The market’s pleasure in Lula’s narrow victory rests on the notion that he has little mandate to implement far-left programs and will govern with more sense than Bolsonaro. But as an ideologue with a history of corruption Lula has every emotional incentive to go the way of Liz Truss and aim for maximum fiscal policy, and without the growth ideology to lend it substance. His previous terms featured large spending programs aimed at redistribution and his instincts are to rein in the capitalist economy in favor of the public sector. And as someone who suffered prison at the hands of the Brazilian center-right, he could well be geared to exact revenge rather than act as a statesman.

But in the current era of bond vigilantism, for Lula to even float a substantive redistributionist agenda risks felling the Brazilian Real and damaging global economic confidence.

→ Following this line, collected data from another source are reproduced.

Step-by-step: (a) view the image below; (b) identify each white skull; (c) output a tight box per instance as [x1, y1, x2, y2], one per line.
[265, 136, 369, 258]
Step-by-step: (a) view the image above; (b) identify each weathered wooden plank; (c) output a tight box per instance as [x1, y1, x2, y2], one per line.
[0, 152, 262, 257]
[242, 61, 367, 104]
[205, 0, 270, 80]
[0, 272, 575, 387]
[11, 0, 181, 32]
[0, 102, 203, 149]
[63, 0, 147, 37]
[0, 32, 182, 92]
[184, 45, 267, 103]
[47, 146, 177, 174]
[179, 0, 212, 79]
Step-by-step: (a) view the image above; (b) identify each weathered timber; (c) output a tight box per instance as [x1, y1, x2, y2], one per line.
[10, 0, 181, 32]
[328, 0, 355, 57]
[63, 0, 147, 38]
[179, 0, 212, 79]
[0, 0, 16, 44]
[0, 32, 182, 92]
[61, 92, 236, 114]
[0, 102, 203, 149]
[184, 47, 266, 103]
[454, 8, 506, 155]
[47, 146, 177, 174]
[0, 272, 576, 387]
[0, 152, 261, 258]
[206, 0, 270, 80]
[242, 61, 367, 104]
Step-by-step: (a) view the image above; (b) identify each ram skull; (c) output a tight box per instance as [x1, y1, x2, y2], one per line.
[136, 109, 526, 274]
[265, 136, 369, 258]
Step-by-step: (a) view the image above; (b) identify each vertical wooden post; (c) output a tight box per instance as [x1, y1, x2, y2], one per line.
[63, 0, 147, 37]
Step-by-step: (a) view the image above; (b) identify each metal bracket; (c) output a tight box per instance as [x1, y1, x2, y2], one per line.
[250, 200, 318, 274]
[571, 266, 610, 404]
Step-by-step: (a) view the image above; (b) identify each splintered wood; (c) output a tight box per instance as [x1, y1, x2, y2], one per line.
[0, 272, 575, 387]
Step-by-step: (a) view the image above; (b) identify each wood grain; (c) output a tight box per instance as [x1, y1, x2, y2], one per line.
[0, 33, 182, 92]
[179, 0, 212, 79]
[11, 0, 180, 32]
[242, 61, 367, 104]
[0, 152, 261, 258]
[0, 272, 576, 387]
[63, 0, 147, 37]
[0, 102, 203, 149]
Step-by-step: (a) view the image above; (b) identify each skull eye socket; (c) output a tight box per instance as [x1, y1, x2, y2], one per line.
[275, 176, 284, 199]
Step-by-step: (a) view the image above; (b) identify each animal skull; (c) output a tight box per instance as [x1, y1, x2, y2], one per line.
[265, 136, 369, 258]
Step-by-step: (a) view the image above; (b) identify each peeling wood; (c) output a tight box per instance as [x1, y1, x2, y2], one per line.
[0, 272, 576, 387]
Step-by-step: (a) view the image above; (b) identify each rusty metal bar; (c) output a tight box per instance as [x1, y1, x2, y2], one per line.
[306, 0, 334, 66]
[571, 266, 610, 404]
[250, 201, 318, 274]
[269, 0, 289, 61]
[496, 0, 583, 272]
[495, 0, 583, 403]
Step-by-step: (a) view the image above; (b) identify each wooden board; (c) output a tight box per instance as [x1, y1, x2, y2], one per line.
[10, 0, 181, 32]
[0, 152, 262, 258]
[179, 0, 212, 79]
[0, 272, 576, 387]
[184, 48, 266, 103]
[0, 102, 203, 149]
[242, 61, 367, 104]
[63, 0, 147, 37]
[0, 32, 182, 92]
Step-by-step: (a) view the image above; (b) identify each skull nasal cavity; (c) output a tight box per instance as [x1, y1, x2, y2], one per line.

Just as Truss suffered the wrath of bond vigilantes this Autumn, and Turkey has suffered for over a year and Argentina since 2020, so too would Brazil if it veers from economic norms. And as the 12th largest economy in the world and a major commodities exporter, an economic shock to Brazil would have effects similar to the Russian shock of this year.

Lombard Odier notes “Luiz Inacio Lula da Silva has won Brazil’s presidential vote, promising state investments, tax reforms and to end hunger with a programme that depends on forging allies in a polarised Congress. He has already said that he will name Geraldo Alckmin, a former governor of Sao Paulo, considered sympathetic to business and markets, as his vice-president. Elections on 2 October for the Chamber of Deputies and Senate produced an even more polarised, right-leaning Congress with more seats for Bolsonaro’s allies, making it difficult for Lula to enact his agenda. Lula will have to draw support from the influential centrist block to fend-off any impeachment proceedings and pass laws. Despite a punitively high interest rate of 13.75% since August, around 6% in real terms, Brazil is set to enjoy a second consecutive year of above 2% growth in 2022 thanks to the global commodities boom and solid consumption buoyed by welfare payments. The tone will be different in 2023. With the negative impact of high real rates filtering into the economy and global demand slowing for raw materials, Brazil will likely see its growth rate fall below 1% in 2023. Lula has pledged to tackle housing, improve public infrastructure, reform taxes and end hunger, in a country where the United Nations estimate more than a quarter of the population lacks enough to eat. With spending set to increase after the election and lower commodity revenues, the fiscal surplus may begin to fade. Consequently, we see public debt-to-GDP, which reached nearly 99% in 2020, bottoming out in 2022 before gradually rising from 2023. The International Monetary Fund has recently echoed this outlook by projecting a rebound in debt-to-GDP ratio in the coming years (see chart). Our expectation is that centrist parties in Congress will constrain Lula’s fiscal policy, so that he will not be able to push for wholesale changes in the spending cap or the tax system.”

I see Lula has craftily governing from the center in the first year while stoking progressive social values in order to rally his supporters and cut into the Bolsonaro voting bloc that contains significant numbers of pro-capitalist liberals. Should Lula become a Brazilian Bill Clinton the global economy will gain ballast as the scourge of both far-leftist and reactionary right-wing politics abates, setting up for a resumption of the bull market sometime in 2023,

Yesterday and again this morning I added positions in the levered ETF UPRO and effectively neutralized my short position in the S&P 500. Consequently my current positions include a small cash position, Goldman Sachs (GS), 3M (MMM), Pfizer (PFE), Starbucks (SBUX), and the ETFs UPRO and SPXU, all of which nets out to a small long position in equities, which I expect to exit in the coming days.